第2話 バレンタイン翌週

「あー、私はバレンタインに恋破れた悲しい女。繰り返します、私はバレンタインに恋破れた悲しい女」

 一体私は何が悲しくてこんな馬鹿な真似をしているんだろう?

 手にしているのはドラッグストアで買ってきた有名メーカーの板チョコレート、確かに美味しいけれどこんな物をバレンタインに渡すくらいなら、一個数十円のチョコレートの駄菓子でも渡した方がマシであろう事は三十過ぎていまだに独身の私にだって分かる。

「……私はバレンタインに恋破れた悲しい女。繰り返します、私はバレンタインに恋破れた悲しい女」

 壊れた再生機のように胡乱な台詞を吐き出しながら誰もいない往来を往復する。

 すると、先程まで誰もいなかったはずの背後から声をかけられた。

「……えーっと?リリー先輩?さすがにそれはドン引きするやつですよ……」

「シャルロッテー、やっと会えたー。

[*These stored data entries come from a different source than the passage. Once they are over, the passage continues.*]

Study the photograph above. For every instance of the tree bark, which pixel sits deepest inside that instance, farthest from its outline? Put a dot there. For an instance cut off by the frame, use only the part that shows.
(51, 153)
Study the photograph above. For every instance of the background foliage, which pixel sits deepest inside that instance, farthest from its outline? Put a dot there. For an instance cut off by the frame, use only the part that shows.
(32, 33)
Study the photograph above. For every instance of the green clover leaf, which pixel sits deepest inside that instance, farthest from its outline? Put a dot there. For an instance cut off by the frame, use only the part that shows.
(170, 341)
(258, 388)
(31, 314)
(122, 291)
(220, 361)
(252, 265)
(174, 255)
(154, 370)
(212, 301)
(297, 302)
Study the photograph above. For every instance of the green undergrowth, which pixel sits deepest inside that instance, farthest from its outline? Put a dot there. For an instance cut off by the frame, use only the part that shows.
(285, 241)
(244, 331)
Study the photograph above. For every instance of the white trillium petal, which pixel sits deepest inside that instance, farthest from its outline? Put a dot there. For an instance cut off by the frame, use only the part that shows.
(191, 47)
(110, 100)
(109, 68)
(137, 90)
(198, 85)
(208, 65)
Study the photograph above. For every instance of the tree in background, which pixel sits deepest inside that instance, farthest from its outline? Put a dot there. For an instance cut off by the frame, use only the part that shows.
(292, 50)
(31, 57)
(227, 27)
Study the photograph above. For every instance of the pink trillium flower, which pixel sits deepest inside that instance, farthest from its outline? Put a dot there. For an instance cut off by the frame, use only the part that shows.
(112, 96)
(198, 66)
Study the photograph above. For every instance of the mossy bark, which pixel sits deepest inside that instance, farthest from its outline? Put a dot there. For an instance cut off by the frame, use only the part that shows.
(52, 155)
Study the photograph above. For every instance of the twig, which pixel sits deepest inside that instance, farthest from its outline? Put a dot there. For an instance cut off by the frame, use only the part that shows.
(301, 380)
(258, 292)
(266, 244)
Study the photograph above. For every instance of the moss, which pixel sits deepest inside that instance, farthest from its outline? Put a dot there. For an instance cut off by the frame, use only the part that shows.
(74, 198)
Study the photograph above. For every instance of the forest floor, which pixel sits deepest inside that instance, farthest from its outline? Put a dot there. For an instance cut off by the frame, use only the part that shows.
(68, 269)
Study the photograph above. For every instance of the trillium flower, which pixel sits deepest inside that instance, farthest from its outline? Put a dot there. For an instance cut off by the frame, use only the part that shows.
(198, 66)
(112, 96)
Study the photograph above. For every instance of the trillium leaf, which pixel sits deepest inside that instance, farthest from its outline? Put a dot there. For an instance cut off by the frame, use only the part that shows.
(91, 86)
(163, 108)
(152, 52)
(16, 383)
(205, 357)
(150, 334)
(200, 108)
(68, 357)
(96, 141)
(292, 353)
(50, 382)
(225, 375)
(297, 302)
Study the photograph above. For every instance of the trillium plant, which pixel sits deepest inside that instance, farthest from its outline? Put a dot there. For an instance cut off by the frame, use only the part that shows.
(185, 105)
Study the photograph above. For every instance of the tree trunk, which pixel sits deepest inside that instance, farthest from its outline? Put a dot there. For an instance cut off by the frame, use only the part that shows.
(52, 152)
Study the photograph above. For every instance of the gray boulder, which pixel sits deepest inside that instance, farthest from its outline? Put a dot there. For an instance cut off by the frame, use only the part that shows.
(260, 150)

いつまでこんな真似続けなきゃいけないのかと思ってた所なのー」

 振り返って声の主の姿、白とピンクを基調としたメイド風のエプロンドレスを身に纏った淫魔を確認したリリーは素行を崩して彼女に近づいた。リリーの目には若干の涙が浮かんでいるのを確認できるあたり、彼女のプライドからすれば先ほどの行為は結構ギリギリのラインだったのだろう。

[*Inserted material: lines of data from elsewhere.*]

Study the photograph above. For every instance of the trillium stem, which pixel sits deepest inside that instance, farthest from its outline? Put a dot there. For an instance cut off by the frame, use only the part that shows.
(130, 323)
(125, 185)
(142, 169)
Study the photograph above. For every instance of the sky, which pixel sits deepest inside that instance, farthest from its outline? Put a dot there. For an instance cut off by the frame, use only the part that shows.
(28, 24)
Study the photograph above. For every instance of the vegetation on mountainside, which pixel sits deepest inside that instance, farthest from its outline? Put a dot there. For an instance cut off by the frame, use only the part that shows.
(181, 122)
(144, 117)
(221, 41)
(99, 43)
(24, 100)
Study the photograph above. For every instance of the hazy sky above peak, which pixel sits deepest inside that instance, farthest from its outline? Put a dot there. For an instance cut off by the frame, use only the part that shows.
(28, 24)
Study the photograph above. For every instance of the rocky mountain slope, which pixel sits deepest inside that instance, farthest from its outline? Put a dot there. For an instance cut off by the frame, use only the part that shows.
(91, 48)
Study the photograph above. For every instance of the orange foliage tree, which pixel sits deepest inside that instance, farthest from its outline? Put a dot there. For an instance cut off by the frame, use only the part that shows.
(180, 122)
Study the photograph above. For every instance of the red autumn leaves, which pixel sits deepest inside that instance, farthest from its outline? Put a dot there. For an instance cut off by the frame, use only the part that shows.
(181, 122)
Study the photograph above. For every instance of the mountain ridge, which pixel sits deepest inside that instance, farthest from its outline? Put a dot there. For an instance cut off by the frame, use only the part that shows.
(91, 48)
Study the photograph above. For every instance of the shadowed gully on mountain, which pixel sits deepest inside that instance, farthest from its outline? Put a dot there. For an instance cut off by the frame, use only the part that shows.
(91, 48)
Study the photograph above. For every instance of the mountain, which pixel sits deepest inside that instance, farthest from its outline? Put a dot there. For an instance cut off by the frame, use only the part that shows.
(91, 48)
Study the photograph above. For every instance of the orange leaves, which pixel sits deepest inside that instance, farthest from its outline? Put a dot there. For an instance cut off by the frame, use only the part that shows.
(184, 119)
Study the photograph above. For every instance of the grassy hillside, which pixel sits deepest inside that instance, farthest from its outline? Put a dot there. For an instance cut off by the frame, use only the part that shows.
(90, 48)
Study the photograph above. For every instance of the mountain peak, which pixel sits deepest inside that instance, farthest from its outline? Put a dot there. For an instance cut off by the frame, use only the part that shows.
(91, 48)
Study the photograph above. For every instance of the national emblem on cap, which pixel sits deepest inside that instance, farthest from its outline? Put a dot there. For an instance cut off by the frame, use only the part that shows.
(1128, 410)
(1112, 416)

「ところで先輩、そんな恥ずかしい真似までして私を呼び出した理由ってなんですか?」

「……単純にあなたの連絡先を知らないのと、先週この辺りで何人かの女性が行方不明になっててね、何か事情を知らないかって聞きにきたのよ」

 リリーが黒歴史になりかねない恥ずかしい真似をしていた理由は事件の調査であった。

 先週のバレンタイン当日、突如として発生した女性のみを対象とした行方不明事件。誘拐のような痕跡もなく、その場から消え去るような手口にリリーは魔法的なものを感じて調査に赴いたのだ。

「……やっば、手続き忘れてた」

「もう一度よく聞こえるように喋ってもらっても?」

 なにか思い当たる節があるのか小声で呟くシャルロッテにリリーが圧をかける。

「せ、先輩!弁解させてください!決して悪いことはしてませんから!家まで来ていただければ分かりますから!」

「しょうがないなぁ……」

 立場上調査の必要があるリリーは渋々ながらシャルロッテの家へと向かうのだった。


 思えばずいぶん遠くまで来た物だ。

 シャルロッテの家があるエリアは都市からかなり離れた場所だった。

「土地が安くないと広い家なんて建てられないですから」

 そんなことを口にする彼女の言う通り、その家は現代日本の感覚からすればかなり広い物だった。

「どうぞ先輩、靴を脱いでお上がりください」

 ずいぶんと日本文化に慣れ親しんだシャルロッテが促す通りに家に上がると、リリーの鼻が違和感を捉える。

「……カカオの香り?」

「さすが先輩、よく気づきましたね。さあ、手を洗ってからこちらへどうぞ」

 誘われるままシャルロッテが案内する部屋へと向かう。

 扉を開けたリリーが目にしたのは、十数人の年頃の女性が一心不乱に菓子作りに励む光景だった。

「……なにこれ?」

 訳がわからないといった様子で説明を求めるリリー。

「バレンタインで自作したお菓子に後悔した子達を集めた料理教室です。希望者には夜伽のレッスンもありますよ」

「あー……うん、後で報告書と申請あげといてね?」

 事件性のある内容でなくて良かったとリリーは一息つく、誘拐騒ぎが起きてる時点で問題ではあるのだけれどこの程度なら事後申請でも何とかなるだろう。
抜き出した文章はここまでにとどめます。